FOOD AND BEVVY HIGHLIGHTS:
- Fresh fruit and vegetables! The cornucopia of fresh produce in Pape’ete was wonderful after a month or so on tins. Papaya, mango, avocado, limes – manna from heaven.
- Restarted yoghurt. The yoghurt I have been making had slowly developed a more sharp taste, which became a little tingly. I thought it best to start again, and did so using a small tub of bought natural yoghurt. We now have a mild tasting yoghurt usually of a good consistency. ✅
- Hommus. Magnus makes THE BEST hommus, and when we use a whole bag of chickpeas I am happy for weeks.
- Guava ice cream. Not too sweet, but interesting. A bit like pistachio ice cream is interesting.

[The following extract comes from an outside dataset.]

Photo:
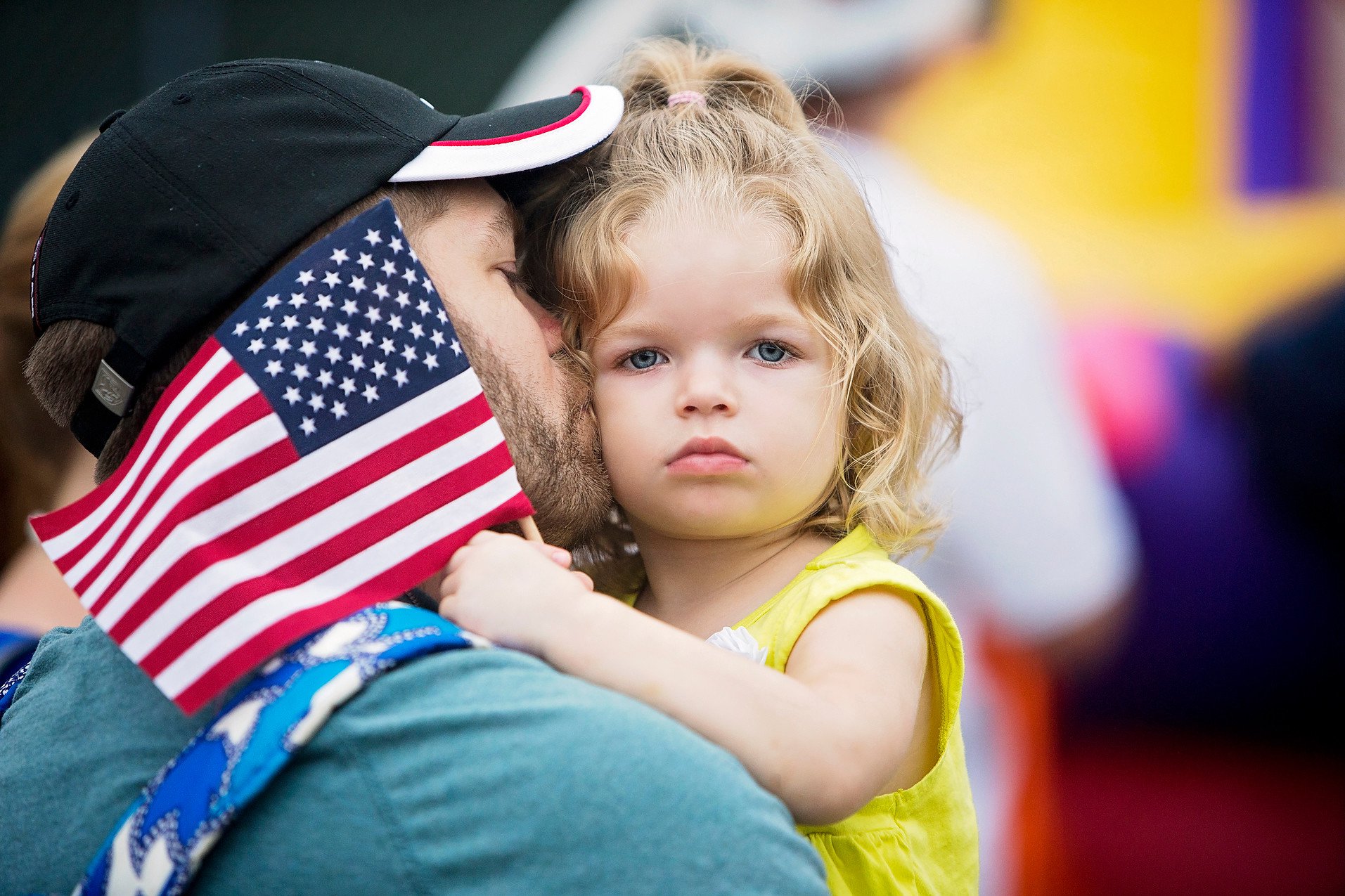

- Chocolate cake served on Estehr of Sweden. Rich and moist but also light – delicious.
- Buffet of local food served at a restaurant as part of the rally. The poisson de cru was especially good. This is a coconut milk and raw fish dish, similar to cerviche – but it is my understanding that the fish is not cured in lime juice first.
- Baguettes! Fresh, lots of butter. 👍
- Yellowfin tuna, caught en route to Tahiti.
- Sampling liquor cabinet gems. Boats headed west seem to be hurriedly emptying their liquor cabinets, in order to meet the restrictions on the amount of alcohol permitted to be brought into Tonga, Fiji, and Australia. We shared the last of a truly ancient bottle of Limoncello that seemed to exceed its original alcohol content, and some delectable port from Porto on another boat.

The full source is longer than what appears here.